# stuff



## Bad Craziness (Oct 11, 2004)

Personally, I think you should read books by the following authors:

Kerouac (On the Road)
Hunter S. Thompson (Fear and Loathing in Las Vegas, Rum Diary)
Irvine Welsh (Trainspotting, Porno, Glue)
Chuck Pahliniuk (sp?) (Fight Club, Diary)
Hanif Kureishi (The Body, Buddha of Suburbia)
Edgar Keret
Jann Martel (Life of Pi)
Ken Kesey (One Flew over the Cuckoo's Nest)

As well as any Burroughs poetry you can get your handies on.

Peace


----------



## happybroadcast (Oct 14, 2004)

already went threw fight club but didnt you think the movie was better? I did. Ive been meaning to read Chucks Diary read some of his other stuff though..Lullaby, Survivor, Choke was the best one so far.


----------



## Lythandyl (Oct 14, 2004)

I've tried reading Irvine Welsh, but I started to go insane after the first few pages of Trainspotting. You probably know what I mean.

I suppose the quote "It takes a great author to write so bad" applies in this situation, but it doesn't make it any more readable.

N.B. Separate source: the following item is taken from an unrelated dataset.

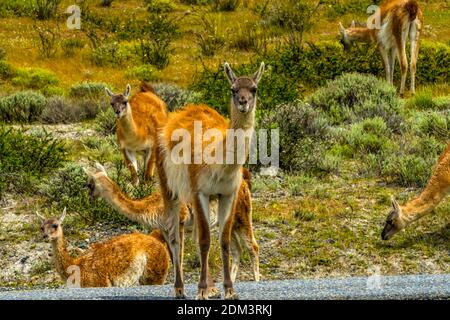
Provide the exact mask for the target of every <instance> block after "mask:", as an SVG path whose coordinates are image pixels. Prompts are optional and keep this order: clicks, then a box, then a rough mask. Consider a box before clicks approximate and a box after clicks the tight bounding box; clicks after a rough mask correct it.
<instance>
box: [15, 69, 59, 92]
mask: <svg viewBox="0 0 450 320" xmlns="http://www.w3.org/2000/svg"><path fill="white" fill-rule="evenodd" d="M11 82H12V84H13V85H15V86H19V87H22V88H26V89H35V90H41V89H44V88H46V87H49V86H56V85H58V84H59V80H58V78H57V77H56V75H55V74H54V73H53V72H51V71H48V70H45V69H39V68H35V69H18V70H17V72H16V76H15V77H14V78H12V80H11Z"/></svg>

Hunter S. Thompson, on the other hand, is a great author that writes great. I would recommend him as well.


----------



## Bad Craziness (Oct 14, 2004)

I actually enjoyed the book more. I enjoy how Pahaliniuk writes. It has a certain driving speed.

I know what you mean about Welsh but once you get used to it and work out a few of the more ambiguous words it's ok. I agree that it would be extremely difficult to write like that.

On a side note, I'm just finishing a piece of writing centred around the voice in our head that we hear when we read and think. After stumbling onto Welsh it gave me a whole new angle on the whole thing. It's like learning to read all over again. Very interesting...


----------